Your characters are talking about the long trek ahead, sharing war stories, and sipping on curiously ice-cold mead. And they’re absolutely bored out of their gourds.
So what can you do to liven things up?
Put a wolf under the table.
What might happen when your new pet wolf begins to snarl and bite all the soft body parts within its reach under that beer-soaked table? When someone loses a finger (or worse) and people start to react with screams and falling backward out of their chairs and maybe even fighting back against our poor displaced wolf?
When your plot slows to a crawl, one of the easiest ways to fix it is to throw in an unexpected element that turns everything on its head, and sends the story racing off in a new direction. Just think of the questions it raises:
Why is there a wolf under the table?
Who put it there?
Was it there the whole time and snarled when someone stepped on its tail?
is it a werewolf?
Why am I just standing here while said wolf slaughters my fellow questers?
I was recently writing a scene with several of my characters sitting in carriages, enroute from the city to a manor out in the countryside. It was raining, and one of the POV characters was staring out the window, brooding on his life and his fate.
For a paragraph or two, it was fine, but after four or five, even Aik began to roll his eyes at me.
I needed a wolf.
Aik grabbed hold of the handle above the door, peering out into the falling rain.
“I don’t think so. It’s—” The carriage lurched forward and then down, sending him flying into the front of the cabin.

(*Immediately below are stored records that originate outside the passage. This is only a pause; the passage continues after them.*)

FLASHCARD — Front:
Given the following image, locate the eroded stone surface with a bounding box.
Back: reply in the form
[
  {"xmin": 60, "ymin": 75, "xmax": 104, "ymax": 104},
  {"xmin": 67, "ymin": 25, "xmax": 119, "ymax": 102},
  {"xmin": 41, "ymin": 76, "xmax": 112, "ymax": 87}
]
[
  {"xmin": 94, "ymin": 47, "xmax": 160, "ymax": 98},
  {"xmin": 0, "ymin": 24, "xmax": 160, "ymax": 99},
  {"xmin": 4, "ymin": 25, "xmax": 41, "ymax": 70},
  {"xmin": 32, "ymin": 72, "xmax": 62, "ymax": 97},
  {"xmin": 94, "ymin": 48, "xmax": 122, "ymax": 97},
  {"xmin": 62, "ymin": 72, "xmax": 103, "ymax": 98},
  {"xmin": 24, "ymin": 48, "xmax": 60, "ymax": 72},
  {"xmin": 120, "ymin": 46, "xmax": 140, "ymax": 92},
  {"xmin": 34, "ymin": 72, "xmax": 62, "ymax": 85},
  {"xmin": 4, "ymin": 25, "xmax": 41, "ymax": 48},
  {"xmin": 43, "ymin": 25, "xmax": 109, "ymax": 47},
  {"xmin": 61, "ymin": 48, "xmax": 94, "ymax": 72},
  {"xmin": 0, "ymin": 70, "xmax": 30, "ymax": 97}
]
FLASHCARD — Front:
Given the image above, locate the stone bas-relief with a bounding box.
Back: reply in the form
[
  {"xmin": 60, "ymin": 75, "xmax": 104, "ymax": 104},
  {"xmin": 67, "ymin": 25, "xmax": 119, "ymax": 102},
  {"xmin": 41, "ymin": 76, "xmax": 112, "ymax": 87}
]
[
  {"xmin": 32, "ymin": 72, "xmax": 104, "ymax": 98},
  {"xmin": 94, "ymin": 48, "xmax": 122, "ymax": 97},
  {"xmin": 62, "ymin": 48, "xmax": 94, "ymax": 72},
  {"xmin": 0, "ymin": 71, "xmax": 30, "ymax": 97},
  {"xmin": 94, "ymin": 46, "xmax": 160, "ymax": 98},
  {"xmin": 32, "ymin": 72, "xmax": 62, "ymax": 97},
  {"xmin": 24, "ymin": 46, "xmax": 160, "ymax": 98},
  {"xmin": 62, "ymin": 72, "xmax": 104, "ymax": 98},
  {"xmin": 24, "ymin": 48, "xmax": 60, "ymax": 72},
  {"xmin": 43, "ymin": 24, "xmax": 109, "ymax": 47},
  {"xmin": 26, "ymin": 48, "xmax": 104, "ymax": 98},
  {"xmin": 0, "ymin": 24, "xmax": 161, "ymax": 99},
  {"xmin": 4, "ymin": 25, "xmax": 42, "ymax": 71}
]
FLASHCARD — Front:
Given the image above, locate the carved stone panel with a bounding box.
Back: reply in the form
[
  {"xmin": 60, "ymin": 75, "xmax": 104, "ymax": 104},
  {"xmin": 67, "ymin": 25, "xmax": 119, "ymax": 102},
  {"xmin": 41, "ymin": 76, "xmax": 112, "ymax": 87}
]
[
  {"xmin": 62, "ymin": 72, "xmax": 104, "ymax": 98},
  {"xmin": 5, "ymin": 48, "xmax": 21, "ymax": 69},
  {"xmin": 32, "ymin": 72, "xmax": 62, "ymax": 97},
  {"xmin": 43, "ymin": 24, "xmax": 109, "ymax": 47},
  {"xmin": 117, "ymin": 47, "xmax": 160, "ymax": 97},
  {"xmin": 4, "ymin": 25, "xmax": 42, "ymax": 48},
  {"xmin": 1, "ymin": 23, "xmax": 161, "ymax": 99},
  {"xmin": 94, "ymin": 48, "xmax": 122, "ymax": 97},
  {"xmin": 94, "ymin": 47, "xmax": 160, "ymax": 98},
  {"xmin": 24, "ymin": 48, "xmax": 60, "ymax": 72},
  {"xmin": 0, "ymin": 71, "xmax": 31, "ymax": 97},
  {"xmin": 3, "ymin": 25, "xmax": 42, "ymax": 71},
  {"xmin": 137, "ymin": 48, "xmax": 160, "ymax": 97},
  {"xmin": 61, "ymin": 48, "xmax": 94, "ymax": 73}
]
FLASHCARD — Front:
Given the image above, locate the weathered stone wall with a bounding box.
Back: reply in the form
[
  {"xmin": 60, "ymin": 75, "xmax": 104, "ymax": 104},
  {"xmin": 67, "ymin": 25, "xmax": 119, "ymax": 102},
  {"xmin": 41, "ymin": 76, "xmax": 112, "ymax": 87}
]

Aik caught himself with his right hand, saving himself from a probable broken nose.
There was a horrid grinding sound, and then everything came to a screeching halt with the carriage laying at an awkward angle.
Boom. Wolf added. The carriage had broken a wheel, stranding Aik and his two companions and their driver in the middle of an old iron bridge. They did the sensible thing and started to replace the tire. But sometimes one wolf isn’t enough:
A low rumble quickly grew into a crescendo, and the bridge began to sway crazily under Aik.
“Quake! Hold on!” Malin dropped the wheel, and it bounced away, rolling down the shaking bridge. He reached for the carriage, but a jolt threw him back against the rail, where he collapsed to the ground.
Now our boring riding-in-the-carriage scene has been transformed into a thrilling run-for-your-life one as our characters scramble in a mad dash to get off the bridge before it collapses. And as a bonus, our poor friend Aik still has all his brooding worries going on in the background.
These events also set things up nicely for a reveal of the secret Aik has been hiding from his best friend, which itself sends the story careening off in a new direction.
Plot wolves can take many forms – physical events, surprise arrivals of other characters, secrets revealed, etc.
For a master class in this technique, check out the latest version of “Lost in Space” on Netflix. This show regularly releases two or three wolves in an episode, creating chaos and plot movement (and making the phrase “Things are not looking good for our heroes” run through my head almost constantly).
You do have to be careful about overusing this device, though. Too many wolves and your readers may start feeling like sheep being fleeced, especially if your characters escape unscathed every single time.
Still, the “wolf under the table” is a surefire way to add a little life to a tired plot arc and get things moving again.
And if you need some additional inspiration, I may have a pack of wolves to sell you. 🙂
To my fellow authors, what’s your version of the wolf under the table?